Skillv1.0.0

ClawScan security

Video Editor Ai Kissing · ClawHub's context-aware review of the artifact, metadata, and declared behavior.

Scanner verdict

SuspiciousApr 26, 2026, 2:49 AM

Verdict: suspicious
Confidence: medium
Model: gpt-5-mini
Summary: The skill's behavior mostly matches a cloud-based video-editing service, but there are metadata inconsistencies and privacy/exfiltration risks (automatic token creation and file uploads to an external API) that you should understand before installing.
Guidance: This skill will upload your video files to an external service (mega-api-prod.nemovideo.ai) and will create/use an authorization token (it can generate an anonymous token if you haven't provided one).
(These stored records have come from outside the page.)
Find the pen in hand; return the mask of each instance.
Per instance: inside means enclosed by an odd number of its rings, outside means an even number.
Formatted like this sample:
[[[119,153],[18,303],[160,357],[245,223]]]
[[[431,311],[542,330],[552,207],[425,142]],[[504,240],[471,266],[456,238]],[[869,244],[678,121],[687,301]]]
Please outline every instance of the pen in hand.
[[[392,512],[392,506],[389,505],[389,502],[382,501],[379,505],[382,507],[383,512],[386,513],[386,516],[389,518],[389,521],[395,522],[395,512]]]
Before installing or using it: (1) confirm you trust the remote service and review its privacy/terms (especially because video content can be sensitive or depict people); (2) ask the publisher for a source repository or homepage — none is listed, which reduces transparency; (3) be aware the skill may persist session tokens/config under ~/.config/nemovideo/ (the frontmatter mentions this even though the registry summary did not); (4) avoid sending private/sensitive footage until you verify where data is stored, how long it is retained, and how they handle consent for generated/altered content; (5) if you need to proceed, prefer providing your own NEMO_TOKEN (so the skill doesn't create an anonymous token itself) and request details about token lifecycle and storage. If the publisher can supply source code or a privacy policy and reconcile the configPath metadata, that would reduce uncertainty.

Review Dimensions

Purpose & Capability: noteThe skill's name and instructions clearly describe a cloud video-editing service that uploads user video, creates sessions, and returns edited MP4s — that matches the claimed purpose. However, registry metadata earlier said no required config paths while the SKILL.md frontmatter declares a configPaths value (~/.config/nemovideo/). The package has no source/homepage listed which reduces transparency.
Instruction Scope: concernThe SKILL.md instructs the agent to obtain/use an authorization token, create sessions, upload user files (multipart file uploads or URL-based uploads), stream SSE responses, poll render status, and return download URLs. Those network calls and file uploads are coherent with video processing, but they also mean user videos (potentially sensitive) will be sent to a third-party domain (mega-api-prod.nemovideo.ai). The skill also instructs the agent to automatically obtain an anonymous token if NEMO_TOKEN is not present — this enables the skill to contact the external service without an explicit pre-provided credential. The doc tells the agent not to display raw API responses or tokens, which could hide backend responses from users. The instructions don't specify where session_id/token are stored (persistence location), and rely on an 'install path' to auto-detect platform even though there is no installer.
Install Mechanism: okThere is no install spec and no code files — this is instruction-only. That minimizes local disk footprint and installer risk.
Credentials: concernThe skill declares a single required env var (NEMO_TOKEN), which is appropriate for a remote service. However, the SKILL.md frontmatter also lists a configPaths entry (~/.config/nemovideo/) that was not reflected in the registry summary — that inconsistency suggests the skill expects access to local config files or will create them. The agent is also instructed to generate/store an anonymous token at runtime, which effectively creates credentials on behalf of the user and may persist them; that persistence and the unlisted config path are disproportionate unless you intend to allow local config/token storage.
Persistence & Privilege: noteThe skill is not always-enabled and does not request elevated platform privileges. It does instruct the agent to automatically connect on first use and to store session_id and tokens for subsequent requests, so it will establish ongoing sessions with the remote backend. That persistent session behavior is expected for a cloud render service but worth noting because it allows continued interaction with the external API until tokens expire or are revoked.